Второй том «Мертвых душ». Замыслы и домыслы — страница 54 из 78

[767].

С другой стороны, нелишне вспомнить, что жанр утопии в определенном смысле маркировал все творчество Гоголя, начиная с его ранних произведений, притом что существо и функция утопии при этом существенно менялись.
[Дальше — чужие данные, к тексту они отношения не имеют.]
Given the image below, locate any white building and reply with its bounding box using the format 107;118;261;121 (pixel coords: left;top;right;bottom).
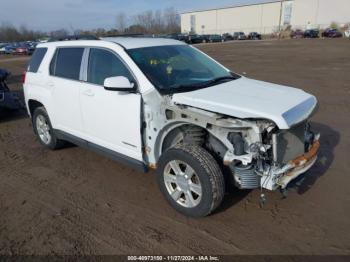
181;0;350;34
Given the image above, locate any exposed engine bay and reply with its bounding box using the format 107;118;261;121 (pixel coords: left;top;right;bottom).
141;90;320;190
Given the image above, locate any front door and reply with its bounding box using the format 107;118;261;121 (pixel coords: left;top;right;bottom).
80;48;142;161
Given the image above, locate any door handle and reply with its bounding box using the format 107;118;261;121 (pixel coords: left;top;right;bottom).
83;89;95;96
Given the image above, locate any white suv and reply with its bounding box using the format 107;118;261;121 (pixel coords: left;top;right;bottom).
24;38;320;217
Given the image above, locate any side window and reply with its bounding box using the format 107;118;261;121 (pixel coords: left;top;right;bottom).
27;48;47;73
50;47;84;80
87;48;133;85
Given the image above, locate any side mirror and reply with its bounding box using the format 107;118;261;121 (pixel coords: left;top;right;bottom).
103;76;135;92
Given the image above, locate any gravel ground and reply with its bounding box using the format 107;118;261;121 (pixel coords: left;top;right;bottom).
0;39;350;255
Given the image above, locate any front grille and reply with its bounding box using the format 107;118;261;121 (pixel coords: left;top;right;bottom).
277;121;307;164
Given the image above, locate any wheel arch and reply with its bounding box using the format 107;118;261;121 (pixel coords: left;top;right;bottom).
154;121;224;162
28;99;45;117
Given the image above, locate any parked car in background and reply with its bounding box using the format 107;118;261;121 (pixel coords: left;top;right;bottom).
222;33;233;41
165;34;188;42
13;45;35;55
290;29;304;39
304;29;320;38
233;32;247;40
322;28;343;38
0;45;16;55
248;32;261;40
203;35;224;43
188;34;206;44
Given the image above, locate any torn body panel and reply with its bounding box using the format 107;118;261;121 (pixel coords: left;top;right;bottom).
143;88;318;190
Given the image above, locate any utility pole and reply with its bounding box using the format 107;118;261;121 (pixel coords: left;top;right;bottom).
278;0;284;39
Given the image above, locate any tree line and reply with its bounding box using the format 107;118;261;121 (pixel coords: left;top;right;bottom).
0;8;181;42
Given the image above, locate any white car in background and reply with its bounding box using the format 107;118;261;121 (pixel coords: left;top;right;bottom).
24;38;320;217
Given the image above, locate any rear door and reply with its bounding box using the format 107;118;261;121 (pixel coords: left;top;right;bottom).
47;47;85;137
80;48;142;161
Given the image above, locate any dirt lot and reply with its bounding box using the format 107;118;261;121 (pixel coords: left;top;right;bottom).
0;39;350;254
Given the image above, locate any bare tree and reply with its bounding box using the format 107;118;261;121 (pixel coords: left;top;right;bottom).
116;12;127;33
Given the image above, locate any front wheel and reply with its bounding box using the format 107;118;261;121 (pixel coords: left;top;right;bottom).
32;107;64;150
158;144;225;217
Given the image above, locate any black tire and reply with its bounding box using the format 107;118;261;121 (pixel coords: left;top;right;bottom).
157;144;225;217
32;107;65;150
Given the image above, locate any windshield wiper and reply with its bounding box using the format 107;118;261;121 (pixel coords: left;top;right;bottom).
168;75;239;93
202;76;237;86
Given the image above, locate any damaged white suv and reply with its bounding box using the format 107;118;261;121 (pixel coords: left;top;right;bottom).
24;38;320;217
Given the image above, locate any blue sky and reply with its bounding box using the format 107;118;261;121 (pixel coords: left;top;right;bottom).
0;0;271;31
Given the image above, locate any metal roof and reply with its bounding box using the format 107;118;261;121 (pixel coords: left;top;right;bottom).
101;37;185;49
181;0;284;14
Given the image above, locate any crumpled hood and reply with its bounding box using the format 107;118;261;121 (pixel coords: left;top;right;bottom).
172;77;317;129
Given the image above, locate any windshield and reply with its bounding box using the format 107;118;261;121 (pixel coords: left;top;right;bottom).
128;45;239;94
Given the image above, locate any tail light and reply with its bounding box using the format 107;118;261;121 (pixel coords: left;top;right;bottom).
22;71;27;84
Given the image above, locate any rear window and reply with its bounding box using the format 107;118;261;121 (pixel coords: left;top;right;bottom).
27;48;47;73
50;48;84;80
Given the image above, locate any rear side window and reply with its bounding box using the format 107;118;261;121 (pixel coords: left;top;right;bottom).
50;48;84;80
27;48;47;73
87;48;133;85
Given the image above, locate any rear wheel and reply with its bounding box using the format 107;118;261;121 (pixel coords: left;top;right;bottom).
158;144;225;217
33;107;64;150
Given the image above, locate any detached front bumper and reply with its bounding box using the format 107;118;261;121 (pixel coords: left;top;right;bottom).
276;139;321;189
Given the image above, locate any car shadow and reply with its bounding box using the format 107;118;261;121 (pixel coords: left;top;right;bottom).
287;122;340;194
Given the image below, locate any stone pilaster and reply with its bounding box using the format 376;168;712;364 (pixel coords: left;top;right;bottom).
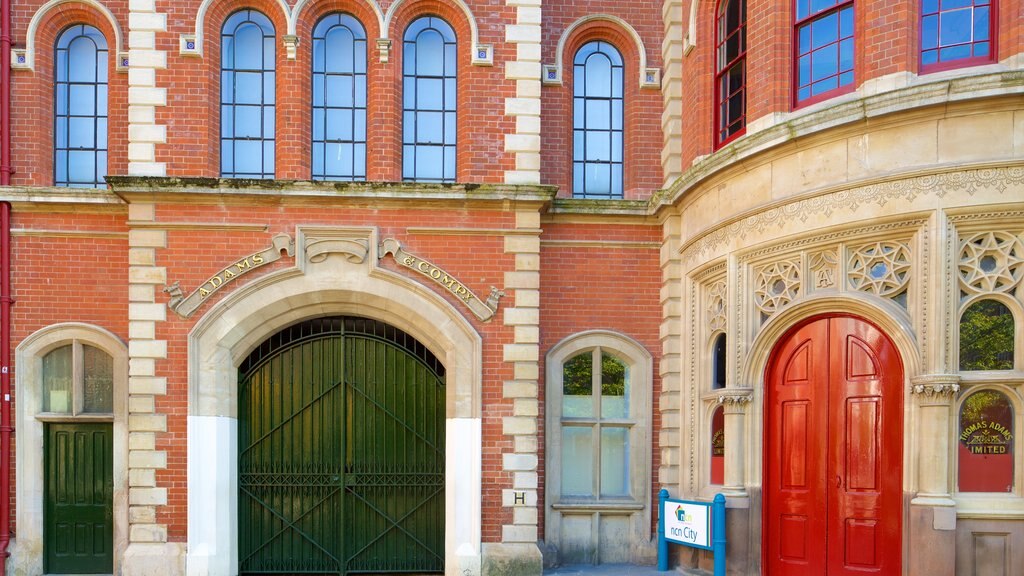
122;204;184;576
662;0;684;188
482;209;542;576
505;0;542;184
657;215;683;485
718;388;754;498
908;374;959;575
128;0;167;176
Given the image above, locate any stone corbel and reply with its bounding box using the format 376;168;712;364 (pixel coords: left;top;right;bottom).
718;388;754;414
281;34;299;60
910;374;959;406
377;38;391;64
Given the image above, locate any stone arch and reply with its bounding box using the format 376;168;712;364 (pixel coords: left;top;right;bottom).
555;14;647;86
25;0;124;70
288;0;387;36
195;0;292;55
381;0;480;61
10;322;128;574
737;293;922;488
188;240;482;574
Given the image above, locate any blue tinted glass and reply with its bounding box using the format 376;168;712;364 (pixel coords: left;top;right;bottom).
586;100;611;130
939;44;971;61
939;8;972;46
584;53;611;97
68;150;96;183
839;38;853;71
974;6;989;42
811;44;839;82
233;24;263;70
811;13;839;49
68;36;97;82
921;15;939;50
584;131;611;162
416;30;444;76
68;117;96;149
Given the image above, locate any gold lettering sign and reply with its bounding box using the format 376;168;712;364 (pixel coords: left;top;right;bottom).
164;234;295;318
380;238;505;322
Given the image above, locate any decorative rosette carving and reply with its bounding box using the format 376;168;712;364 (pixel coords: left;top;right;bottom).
959;232;1024;294
754;261;801;317
849;242;910;297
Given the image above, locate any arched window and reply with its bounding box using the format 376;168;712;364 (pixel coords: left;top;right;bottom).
711;334;726;389
794;0;854;105
709;406;725;485
401;16;458;182
220;10;276;178
957;389;1016;492
545;331;651;563
959;298;1014;370
572;41;623;198
53;24;108;188
921;0;995;72
312;13;367;180
715;0;746;146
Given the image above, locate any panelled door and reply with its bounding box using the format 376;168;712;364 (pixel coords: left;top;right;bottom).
43;422;114;574
763;317;903;576
239;317;445;575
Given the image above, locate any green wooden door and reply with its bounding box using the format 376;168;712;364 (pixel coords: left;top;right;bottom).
43;423;114;574
239;317;445;575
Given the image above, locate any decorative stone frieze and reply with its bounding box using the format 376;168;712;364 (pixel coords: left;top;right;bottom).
957;232;1024;294
754;259;802;320
848;241;910;297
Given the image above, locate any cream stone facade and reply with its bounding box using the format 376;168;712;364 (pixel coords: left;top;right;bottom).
660;71;1024;575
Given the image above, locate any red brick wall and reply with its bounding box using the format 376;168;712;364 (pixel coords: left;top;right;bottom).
157;0;515;182
682;0;1022;167
149;205;515;542
541;0;663;200
10;0;128;186
538;218;662;538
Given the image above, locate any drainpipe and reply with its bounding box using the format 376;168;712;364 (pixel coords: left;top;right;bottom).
0;0;14;574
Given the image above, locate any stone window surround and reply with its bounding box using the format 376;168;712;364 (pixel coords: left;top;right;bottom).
949;293;1024;510
545;330;653;560
11;323;128;574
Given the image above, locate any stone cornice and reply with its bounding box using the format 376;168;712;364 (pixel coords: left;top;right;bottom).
106;176;557;206
650;67;1024;212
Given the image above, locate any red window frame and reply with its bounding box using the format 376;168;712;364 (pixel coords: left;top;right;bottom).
715;0;746;149
918;0;999;74
793;0;857;109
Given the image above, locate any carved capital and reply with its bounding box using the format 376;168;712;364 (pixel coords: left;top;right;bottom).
910;374;959;404
718;388;754;414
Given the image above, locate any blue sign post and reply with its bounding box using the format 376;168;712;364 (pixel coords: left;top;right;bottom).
657;489;725;576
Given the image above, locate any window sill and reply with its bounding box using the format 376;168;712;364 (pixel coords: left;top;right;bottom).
36;412;114;422
551;500;644;512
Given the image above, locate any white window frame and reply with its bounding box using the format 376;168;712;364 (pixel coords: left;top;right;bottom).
545;330;653;564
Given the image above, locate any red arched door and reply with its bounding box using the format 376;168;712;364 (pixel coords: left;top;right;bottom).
763;317;903;576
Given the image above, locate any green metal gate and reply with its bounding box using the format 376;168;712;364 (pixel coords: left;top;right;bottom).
239;317;445;575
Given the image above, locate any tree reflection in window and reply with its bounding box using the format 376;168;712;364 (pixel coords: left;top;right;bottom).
959;299;1014;370
957;390;1014;492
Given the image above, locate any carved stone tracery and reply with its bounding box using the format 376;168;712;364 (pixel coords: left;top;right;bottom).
754;258;801;318
848;241;911;297
958;232;1024;294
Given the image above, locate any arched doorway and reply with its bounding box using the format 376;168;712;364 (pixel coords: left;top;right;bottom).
763;316;903;576
238;317;445;575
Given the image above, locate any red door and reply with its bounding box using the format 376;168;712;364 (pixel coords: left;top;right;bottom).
763;317;903;576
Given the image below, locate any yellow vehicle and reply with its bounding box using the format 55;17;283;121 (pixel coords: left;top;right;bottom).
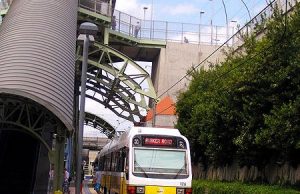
96;127;192;194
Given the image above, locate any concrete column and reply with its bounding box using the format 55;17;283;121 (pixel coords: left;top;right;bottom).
53;133;65;191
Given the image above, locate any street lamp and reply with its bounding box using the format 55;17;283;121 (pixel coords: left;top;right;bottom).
230;20;237;45
241;0;251;21
199;11;205;44
222;0;228;40
143;7;148;22
150;0;153;39
76;22;98;194
209;0;214;45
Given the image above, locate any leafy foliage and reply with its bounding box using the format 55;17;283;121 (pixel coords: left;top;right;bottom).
193;180;300;194
176;3;300;166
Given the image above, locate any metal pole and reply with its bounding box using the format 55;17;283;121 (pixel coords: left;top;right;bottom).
76;34;89;194
150;0;153;39
222;0;228;40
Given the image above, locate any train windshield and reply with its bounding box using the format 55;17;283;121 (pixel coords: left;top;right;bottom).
134;148;187;175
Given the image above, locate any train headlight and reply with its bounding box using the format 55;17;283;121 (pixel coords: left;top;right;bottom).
176;189;184;194
136;187;145;193
178;140;185;149
133;137;141;145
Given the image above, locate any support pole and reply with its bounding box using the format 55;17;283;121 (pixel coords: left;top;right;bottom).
76;34;89;194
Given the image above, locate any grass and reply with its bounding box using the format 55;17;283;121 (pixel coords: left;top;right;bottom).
193;180;300;194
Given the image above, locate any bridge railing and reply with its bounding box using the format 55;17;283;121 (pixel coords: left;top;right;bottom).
112;10;234;45
79;0;112;17
79;0;234;45
229;0;299;47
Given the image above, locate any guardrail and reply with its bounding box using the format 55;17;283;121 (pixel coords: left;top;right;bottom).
79;0;235;45
79;0;298;45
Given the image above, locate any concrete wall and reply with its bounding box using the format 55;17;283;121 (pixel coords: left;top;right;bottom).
152;42;224;127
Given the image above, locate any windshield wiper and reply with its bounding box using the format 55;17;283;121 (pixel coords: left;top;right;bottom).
134;160;149;178
174;164;185;179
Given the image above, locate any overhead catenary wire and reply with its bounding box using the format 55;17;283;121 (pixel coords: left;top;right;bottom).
156;0;288;115
158;0;276;98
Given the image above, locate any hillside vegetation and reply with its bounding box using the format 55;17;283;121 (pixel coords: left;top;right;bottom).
176;3;300;167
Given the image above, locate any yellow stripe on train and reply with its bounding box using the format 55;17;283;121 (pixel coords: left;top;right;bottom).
145;186;176;194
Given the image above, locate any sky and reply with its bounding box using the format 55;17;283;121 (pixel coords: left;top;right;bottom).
116;0;269;26
84;0;268;136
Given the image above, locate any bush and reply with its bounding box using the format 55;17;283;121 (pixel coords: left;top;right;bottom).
193;180;300;194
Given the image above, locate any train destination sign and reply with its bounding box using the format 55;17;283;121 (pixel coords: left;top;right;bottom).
144;137;173;146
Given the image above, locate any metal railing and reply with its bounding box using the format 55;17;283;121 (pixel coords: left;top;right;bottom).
229;0;299;47
78;0;111;17
0;0;10;11
79;0;235;45
79;0;298;45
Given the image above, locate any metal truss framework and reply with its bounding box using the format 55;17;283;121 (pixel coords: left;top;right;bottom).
85;112;115;138
77;43;157;122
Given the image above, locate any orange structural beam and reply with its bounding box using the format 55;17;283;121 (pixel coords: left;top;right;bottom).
145;96;176;121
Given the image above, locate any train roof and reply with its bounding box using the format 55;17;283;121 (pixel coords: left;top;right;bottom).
100;127;182;156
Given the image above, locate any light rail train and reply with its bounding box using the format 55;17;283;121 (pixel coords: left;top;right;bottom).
95;127;192;194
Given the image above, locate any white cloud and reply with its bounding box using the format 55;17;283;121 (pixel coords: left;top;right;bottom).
163;4;200;15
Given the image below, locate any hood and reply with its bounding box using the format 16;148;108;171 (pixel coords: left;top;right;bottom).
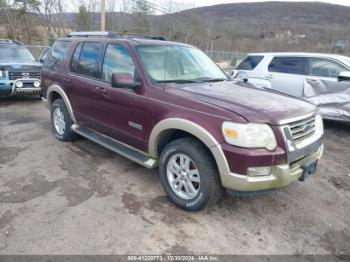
0;60;41;71
167;81;316;125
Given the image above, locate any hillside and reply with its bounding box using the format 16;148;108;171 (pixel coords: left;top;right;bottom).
0;2;350;53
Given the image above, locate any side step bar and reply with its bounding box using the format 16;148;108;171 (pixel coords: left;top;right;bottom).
71;124;158;169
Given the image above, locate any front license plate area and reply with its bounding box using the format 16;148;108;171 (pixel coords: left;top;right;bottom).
299;160;317;181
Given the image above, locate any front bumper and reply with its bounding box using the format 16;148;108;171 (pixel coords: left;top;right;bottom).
0;78;41;96
221;140;323;192
11;78;41;95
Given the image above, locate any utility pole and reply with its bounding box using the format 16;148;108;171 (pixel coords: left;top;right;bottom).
101;0;106;32
210;35;221;55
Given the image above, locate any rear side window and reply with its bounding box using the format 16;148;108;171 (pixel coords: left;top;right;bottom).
102;44;135;82
237;56;264;70
71;43;101;77
269;57;307;75
44;41;70;70
309;58;349;78
70;43;83;73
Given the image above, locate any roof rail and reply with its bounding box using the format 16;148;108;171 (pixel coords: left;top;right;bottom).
67;31;120;37
67;31;168;41
120;33;168;41
0;39;23;45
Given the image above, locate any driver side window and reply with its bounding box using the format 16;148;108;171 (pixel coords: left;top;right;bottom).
102;44;135;82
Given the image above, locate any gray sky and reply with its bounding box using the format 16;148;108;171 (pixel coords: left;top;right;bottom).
186;0;350;7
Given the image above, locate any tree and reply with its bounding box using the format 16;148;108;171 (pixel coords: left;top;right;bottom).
0;0;39;43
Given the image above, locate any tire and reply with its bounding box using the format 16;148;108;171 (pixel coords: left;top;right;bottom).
159;138;222;211
51;99;78;142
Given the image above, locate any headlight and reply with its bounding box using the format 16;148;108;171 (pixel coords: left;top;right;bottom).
222;122;277;151
315;115;324;137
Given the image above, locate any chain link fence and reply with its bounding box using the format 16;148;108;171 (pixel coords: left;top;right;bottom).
26;45;48;59
205;51;245;72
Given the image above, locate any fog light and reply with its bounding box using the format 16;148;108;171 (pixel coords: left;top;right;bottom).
16;81;23;88
248;166;271;176
33;81;40;88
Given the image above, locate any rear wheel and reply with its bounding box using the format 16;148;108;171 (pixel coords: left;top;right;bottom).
51;99;78;142
159;138;221;211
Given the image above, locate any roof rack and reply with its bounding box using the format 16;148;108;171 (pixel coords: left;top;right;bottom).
121;33;168;41
67;31;120;37
67;31;168;41
0;39;23;45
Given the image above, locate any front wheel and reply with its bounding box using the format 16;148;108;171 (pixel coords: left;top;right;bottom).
51;99;78;142
159;138;221;211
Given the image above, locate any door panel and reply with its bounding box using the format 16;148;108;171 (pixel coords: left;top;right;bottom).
65;42;102;128
95;44;151;150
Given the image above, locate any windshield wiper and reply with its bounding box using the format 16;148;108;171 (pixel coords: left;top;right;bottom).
157;79;199;84
191;77;227;82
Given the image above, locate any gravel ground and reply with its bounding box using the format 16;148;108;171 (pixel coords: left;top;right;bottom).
0;98;350;255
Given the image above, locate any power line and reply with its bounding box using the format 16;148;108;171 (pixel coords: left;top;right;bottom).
132;0;213;27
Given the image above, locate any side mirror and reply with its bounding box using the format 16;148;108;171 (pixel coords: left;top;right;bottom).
111;73;141;89
231;70;238;79
338;71;350;82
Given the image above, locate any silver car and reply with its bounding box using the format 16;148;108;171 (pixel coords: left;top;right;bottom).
232;53;350;121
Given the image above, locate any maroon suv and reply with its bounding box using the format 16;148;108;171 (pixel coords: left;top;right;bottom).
42;32;323;211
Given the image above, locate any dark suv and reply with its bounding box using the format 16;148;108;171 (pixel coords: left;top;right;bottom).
42;32;323;211
0;39;41;96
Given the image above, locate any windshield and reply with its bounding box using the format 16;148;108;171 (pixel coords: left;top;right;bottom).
344;56;350;66
137;45;227;83
0;46;35;61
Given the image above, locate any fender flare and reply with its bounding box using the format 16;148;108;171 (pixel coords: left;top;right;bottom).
148;118;230;176
46;84;77;124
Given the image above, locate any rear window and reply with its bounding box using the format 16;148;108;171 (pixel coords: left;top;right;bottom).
237;56;264;70
44;41;70;70
269;57;307;75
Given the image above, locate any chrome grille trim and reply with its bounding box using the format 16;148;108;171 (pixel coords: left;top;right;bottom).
9;71;41;80
287;116;316;143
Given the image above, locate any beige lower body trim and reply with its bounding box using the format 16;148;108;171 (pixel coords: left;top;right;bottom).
221;145;323;192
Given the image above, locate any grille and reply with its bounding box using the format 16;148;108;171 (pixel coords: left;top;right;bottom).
289;116;316;143
9;72;41;80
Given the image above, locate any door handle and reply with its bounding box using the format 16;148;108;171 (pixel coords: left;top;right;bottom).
306;79;318;84
96;86;107;94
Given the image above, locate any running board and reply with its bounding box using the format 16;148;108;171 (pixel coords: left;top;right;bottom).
71;124;158;169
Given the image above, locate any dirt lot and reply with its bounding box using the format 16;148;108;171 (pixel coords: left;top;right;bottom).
0;98;350;255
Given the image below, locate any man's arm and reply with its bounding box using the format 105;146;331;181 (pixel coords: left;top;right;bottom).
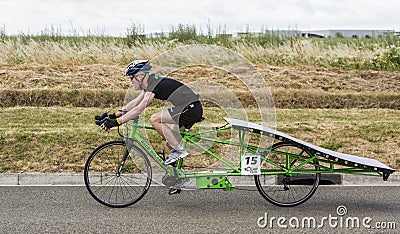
118;92;155;124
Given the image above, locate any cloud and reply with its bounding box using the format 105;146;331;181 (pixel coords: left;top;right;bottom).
0;0;400;35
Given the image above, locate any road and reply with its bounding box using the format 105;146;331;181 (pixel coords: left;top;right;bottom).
0;186;400;233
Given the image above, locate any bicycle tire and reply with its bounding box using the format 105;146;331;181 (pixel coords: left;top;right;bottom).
254;142;321;207
84;141;152;208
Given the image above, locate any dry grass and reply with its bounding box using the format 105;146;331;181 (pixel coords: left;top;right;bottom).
0;64;400;109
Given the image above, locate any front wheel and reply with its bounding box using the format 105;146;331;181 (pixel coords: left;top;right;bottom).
254;142;321;206
84;141;152;207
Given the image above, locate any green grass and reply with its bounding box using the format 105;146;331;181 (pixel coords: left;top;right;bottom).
0;107;400;172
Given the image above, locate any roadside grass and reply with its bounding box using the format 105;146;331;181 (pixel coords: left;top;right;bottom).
0;29;400;71
0;107;400;173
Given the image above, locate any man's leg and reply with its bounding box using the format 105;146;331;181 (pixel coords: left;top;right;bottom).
150;110;181;150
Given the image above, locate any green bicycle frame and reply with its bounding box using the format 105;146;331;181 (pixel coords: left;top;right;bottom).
124;122;382;183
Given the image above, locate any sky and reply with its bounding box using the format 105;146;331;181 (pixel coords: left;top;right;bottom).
0;0;400;36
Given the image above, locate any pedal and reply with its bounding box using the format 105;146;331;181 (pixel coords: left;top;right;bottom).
168;188;182;195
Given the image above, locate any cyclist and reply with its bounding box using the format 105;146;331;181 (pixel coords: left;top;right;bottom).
97;60;203;165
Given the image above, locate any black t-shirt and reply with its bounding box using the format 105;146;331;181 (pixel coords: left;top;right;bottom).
145;74;199;107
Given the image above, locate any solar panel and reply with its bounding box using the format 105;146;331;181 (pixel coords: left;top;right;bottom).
224;118;394;180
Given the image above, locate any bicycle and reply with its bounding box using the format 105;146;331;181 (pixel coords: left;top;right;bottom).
84;113;394;207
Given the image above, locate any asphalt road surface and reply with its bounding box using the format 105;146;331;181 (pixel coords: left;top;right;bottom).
0;186;400;233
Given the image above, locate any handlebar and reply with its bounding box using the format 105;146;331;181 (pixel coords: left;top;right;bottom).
94;111;139;137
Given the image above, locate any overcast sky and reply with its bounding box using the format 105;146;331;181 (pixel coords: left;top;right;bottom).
0;0;400;36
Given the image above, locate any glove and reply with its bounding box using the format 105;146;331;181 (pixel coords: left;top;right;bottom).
101;117;122;131
94;112;117;120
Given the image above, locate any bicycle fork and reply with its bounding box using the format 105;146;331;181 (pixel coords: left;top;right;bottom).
116;149;129;177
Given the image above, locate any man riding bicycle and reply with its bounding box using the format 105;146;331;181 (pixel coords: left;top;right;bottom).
97;60;203;165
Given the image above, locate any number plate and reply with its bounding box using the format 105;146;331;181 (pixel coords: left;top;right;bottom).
241;153;261;175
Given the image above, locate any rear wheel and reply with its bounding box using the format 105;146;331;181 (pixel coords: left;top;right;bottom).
84;141;152;207
254;142;320;206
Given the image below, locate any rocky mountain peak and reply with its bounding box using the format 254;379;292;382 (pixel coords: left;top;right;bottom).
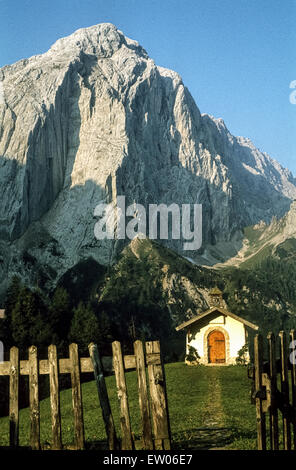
48;23;148;58
0;23;296;294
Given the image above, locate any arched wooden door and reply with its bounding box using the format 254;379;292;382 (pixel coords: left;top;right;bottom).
208;330;226;364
Как народная утопия, «народное Телемское аббатство», «украинский остров Утопия», где «торжествует молодость, красота, нравственное начало», был воспринят уже малороссийский цикл «Вечеров на хуторе близ Диканьки»[768]. Впрочем, отмечено было в этой утопии также и ироническое начало[769], и даже начало дьявольское[770]. Под знаком утопии был прочитан «Тарас Бульба», в то время как «современные» повести «Миргорода» дополнительно высветили утопический характер более ранних украинских повестей Гоголя из цикла «Вечеров…», представив историю падения человека «с пьедестала былого величия» – величия «золотого века»[771].

С «Ревизором» и возлагавшимися на него Гоголем надеждами на преображение жизни словом связывалось то, что получило впоследствии название «эстетической утопии» Гоголя, своеобразное сочетание морализма и эстетизма (как писал В. В. Зеньковский, «смех становится для Гоголя средством борьбы со злом, с неправдой, – и из этого родилась эстетическая утопия Гоголя, как сочетание <…> веры в силу эстетических переживаний и горячей потребности воспользоваться ими для морального воздействия на русских людей»[772]).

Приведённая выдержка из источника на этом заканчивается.